“I hope you won’t be very late,” she said.
Brenda followed the party from the house, and contrived to separate from it outside the gate. She took an unnecessary turn round a block of buildings, and came out again upon the main road and made her way on to the beach. Matheson came forward eagerly and caught her hands.
“Didn’t I say you’d manage it?—clever person! Now, which is it to be?—into town, or a last pilgrimage to the spot we visited that first evening? It depends on whether your mood demands amusement or solitude.”
Her answer pleased him.
“My mood demands neither... I want companionship, and the old spot.”
Chapter Seven.
There are a thousand beauties of the night, as there are varied shades in the qualities of light and colour, many of them so subtly blended, so dependent on sympathetic conditions, that they are not revealed to every one equally. Beauty is interpreted according to the mood and temperament of the individual. There is beauty in a brick wall when the mind is in harmony with its subject; there is beauty in ugliness where ugliness is not divorced from the soul; there is beauty in everything when youth stands on the threshold of its wonder world and gazes into the shining distances that disclose romance. Romance coruscates in shining distances, like the splendid bewilderment of the Northern Lights: one cannot reach out and grasp these wonders—to take hold of romance is to lose it; to attempt to decrease the distance is to dull the golden vista and distort the fine sense of proportions. As well attempt to bottle material fact with imagination; fermentation would inevitably set up and the result be catastrophe.

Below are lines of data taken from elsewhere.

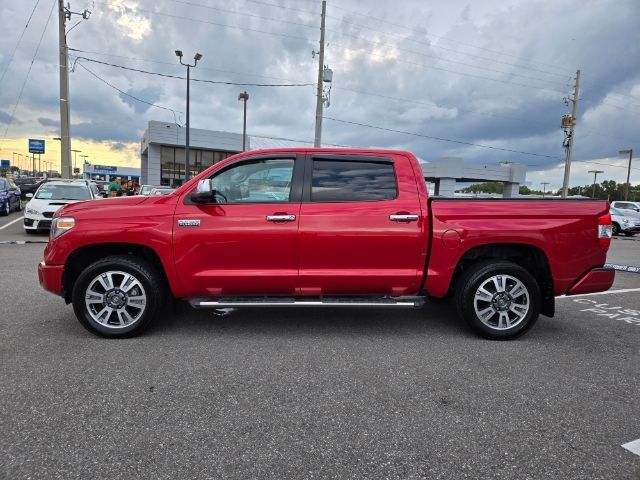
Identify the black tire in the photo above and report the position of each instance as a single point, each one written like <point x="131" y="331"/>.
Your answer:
<point x="474" y="278"/>
<point x="615" y="229"/>
<point x="152" y="286"/>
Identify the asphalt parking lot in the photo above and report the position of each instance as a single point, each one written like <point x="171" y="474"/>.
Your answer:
<point x="319" y="393"/>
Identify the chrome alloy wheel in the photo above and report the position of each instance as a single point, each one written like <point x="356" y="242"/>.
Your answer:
<point x="115" y="299"/>
<point x="501" y="302"/>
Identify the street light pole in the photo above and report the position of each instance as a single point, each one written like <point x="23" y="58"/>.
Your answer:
<point x="75" y="157"/>
<point x="84" y="160"/>
<point x="626" y="186"/>
<point x="196" y="57"/>
<point x="244" y="96"/>
<point x="595" y="175"/>
<point x="544" y="188"/>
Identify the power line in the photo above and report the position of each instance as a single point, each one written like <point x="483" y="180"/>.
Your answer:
<point x="225" y="25"/>
<point x="35" y="54"/>
<point x="442" y="139"/>
<point x="173" y="64"/>
<point x="442" y="37"/>
<point x="129" y="95"/>
<point x="6" y="68"/>
<point x="245" y="14"/>
<point x="217" y="82"/>
<point x="426" y="55"/>
<point x="472" y="75"/>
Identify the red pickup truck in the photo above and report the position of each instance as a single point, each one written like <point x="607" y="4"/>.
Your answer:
<point x="323" y="227"/>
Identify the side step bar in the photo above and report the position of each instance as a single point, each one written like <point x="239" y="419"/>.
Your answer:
<point x="235" y="302"/>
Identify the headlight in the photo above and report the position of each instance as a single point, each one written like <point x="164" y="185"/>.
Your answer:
<point x="60" y="225"/>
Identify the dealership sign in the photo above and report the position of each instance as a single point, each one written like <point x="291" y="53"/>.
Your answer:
<point x="36" y="146"/>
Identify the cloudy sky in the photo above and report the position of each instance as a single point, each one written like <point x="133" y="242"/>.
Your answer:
<point x="488" y="73"/>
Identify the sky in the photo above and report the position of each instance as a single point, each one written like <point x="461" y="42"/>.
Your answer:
<point x="481" y="80"/>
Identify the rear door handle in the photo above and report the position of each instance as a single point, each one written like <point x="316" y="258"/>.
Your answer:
<point x="403" y="218"/>
<point x="281" y="218"/>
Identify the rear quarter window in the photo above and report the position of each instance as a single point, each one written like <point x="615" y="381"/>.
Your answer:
<point x="352" y="181"/>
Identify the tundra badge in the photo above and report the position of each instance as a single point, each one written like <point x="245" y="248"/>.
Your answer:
<point x="188" y="223"/>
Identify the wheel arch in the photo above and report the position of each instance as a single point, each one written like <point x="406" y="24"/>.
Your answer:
<point x="85" y="256"/>
<point x="530" y="257"/>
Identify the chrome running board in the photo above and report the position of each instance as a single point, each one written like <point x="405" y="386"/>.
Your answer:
<point x="235" y="302"/>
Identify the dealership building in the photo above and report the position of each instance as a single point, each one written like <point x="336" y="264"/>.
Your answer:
<point x="162" y="152"/>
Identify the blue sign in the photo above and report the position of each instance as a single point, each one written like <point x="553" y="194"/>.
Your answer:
<point x="104" y="169"/>
<point x="36" y="146"/>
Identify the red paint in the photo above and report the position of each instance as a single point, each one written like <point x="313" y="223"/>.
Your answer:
<point x="597" y="280"/>
<point x="348" y="248"/>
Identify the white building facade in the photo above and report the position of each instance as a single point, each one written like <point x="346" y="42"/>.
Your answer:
<point x="162" y="152"/>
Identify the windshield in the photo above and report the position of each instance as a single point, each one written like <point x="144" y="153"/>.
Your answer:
<point x="63" y="192"/>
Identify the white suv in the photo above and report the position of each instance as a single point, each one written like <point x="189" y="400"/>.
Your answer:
<point x="620" y="205"/>
<point x="52" y="195"/>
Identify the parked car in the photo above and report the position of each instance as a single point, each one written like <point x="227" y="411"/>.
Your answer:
<point x="146" y="189"/>
<point x="625" y="221"/>
<point x="10" y="197"/>
<point x="50" y="197"/>
<point x="635" y="206"/>
<point x="161" y="191"/>
<point x="28" y="185"/>
<point x="323" y="227"/>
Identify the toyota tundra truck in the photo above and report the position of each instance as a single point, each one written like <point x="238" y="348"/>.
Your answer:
<point x="323" y="228"/>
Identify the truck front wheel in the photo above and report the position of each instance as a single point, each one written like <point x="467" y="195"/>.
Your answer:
<point x="498" y="299"/>
<point x="118" y="296"/>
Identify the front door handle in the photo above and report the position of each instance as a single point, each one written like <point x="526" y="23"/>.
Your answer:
<point x="403" y="218"/>
<point x="281" y="218"/>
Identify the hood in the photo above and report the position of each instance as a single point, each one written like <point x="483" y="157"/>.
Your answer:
<point x="107" y="202"/>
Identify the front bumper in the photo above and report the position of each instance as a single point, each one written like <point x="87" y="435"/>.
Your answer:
<point x="50" y="277"/>
<point x="35" y="223"/>
<point x="596" y="280"/>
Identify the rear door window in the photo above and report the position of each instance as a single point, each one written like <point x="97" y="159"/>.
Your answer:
<point x="352" y="181"/>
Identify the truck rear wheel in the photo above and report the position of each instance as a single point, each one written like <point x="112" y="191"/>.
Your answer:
<point x="118" y="296"/>
<point x="498" y="299"/>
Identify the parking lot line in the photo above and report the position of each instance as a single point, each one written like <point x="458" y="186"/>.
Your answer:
<point x="608" y="292"/>
<point x="633" y="447"/>
<point x="11" y="223"/>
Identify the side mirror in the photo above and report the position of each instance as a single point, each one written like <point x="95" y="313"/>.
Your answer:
<point x="203" y="193"/>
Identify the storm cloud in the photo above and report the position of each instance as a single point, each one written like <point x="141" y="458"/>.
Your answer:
<point x="487" y="73"/>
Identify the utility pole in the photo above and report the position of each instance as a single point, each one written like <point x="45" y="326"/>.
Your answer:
<point x="317" y="142"/>
<point x="64" y="14"/>
<point x="244" y="96"/>
<point x="544" y="188"/>
<point x="569" y="140"/>
<point x="626" y="186"/>
<point x="595" y="175"/>
<point x="65" y="141"/>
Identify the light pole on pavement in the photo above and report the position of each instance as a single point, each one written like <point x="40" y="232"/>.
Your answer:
<point x="75" y="156"/>
<point x="244" y="96"/>
<point x="626" y="185"/>
<point x="196" y="57"/>
<point x="84" y="160"/>
<point x="544" y="187"/>
<point x="595" y="175"/>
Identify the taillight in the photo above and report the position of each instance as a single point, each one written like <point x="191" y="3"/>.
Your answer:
<point x="605" y="231"/>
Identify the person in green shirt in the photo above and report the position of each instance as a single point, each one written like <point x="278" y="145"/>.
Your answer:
<point x="114" y="188"/>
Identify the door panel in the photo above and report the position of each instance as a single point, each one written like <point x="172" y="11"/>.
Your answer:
<point x="354" y="247"/>
<point x="238" y="248"/>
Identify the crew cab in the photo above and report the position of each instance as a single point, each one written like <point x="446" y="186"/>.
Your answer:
<point x="323" y="227"/>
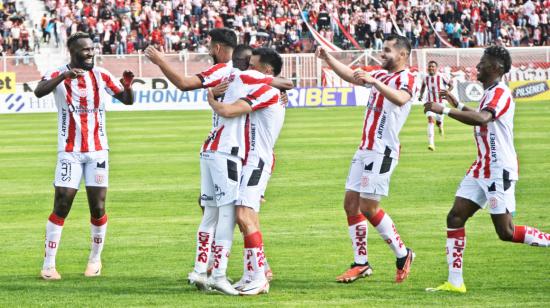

With feet planted lightly on the slippery rocks, and a strong hand holding her hand to steady her progress over the wet weed, Brenda looked out across the expanse of darkening ocean that flowed away to the horizon, beyond it, till it flung its spent waters upon the quiet shores on the other side of the world, and her eyes were big, and filled with the wondering content that is born of happiness. All the beauties that were in the night were revealed to her. The sensuous warmth enfolded her like the embrace of a lover; the sound of the sea was magic music in her ears, and the salt breath of the spray, which tightened the tendrils of her hair into ringlets, pressed with the flavour of salt kisses on her lips, acrid kisses, moist and stimulating, that stung the lips they caressed. And behind and above her towered the dark mystery of the land, the frowning heights of grey rock that defied the sea’s advance and guarded that vast hinterland so jealously hidden behind the mountain-girt shores.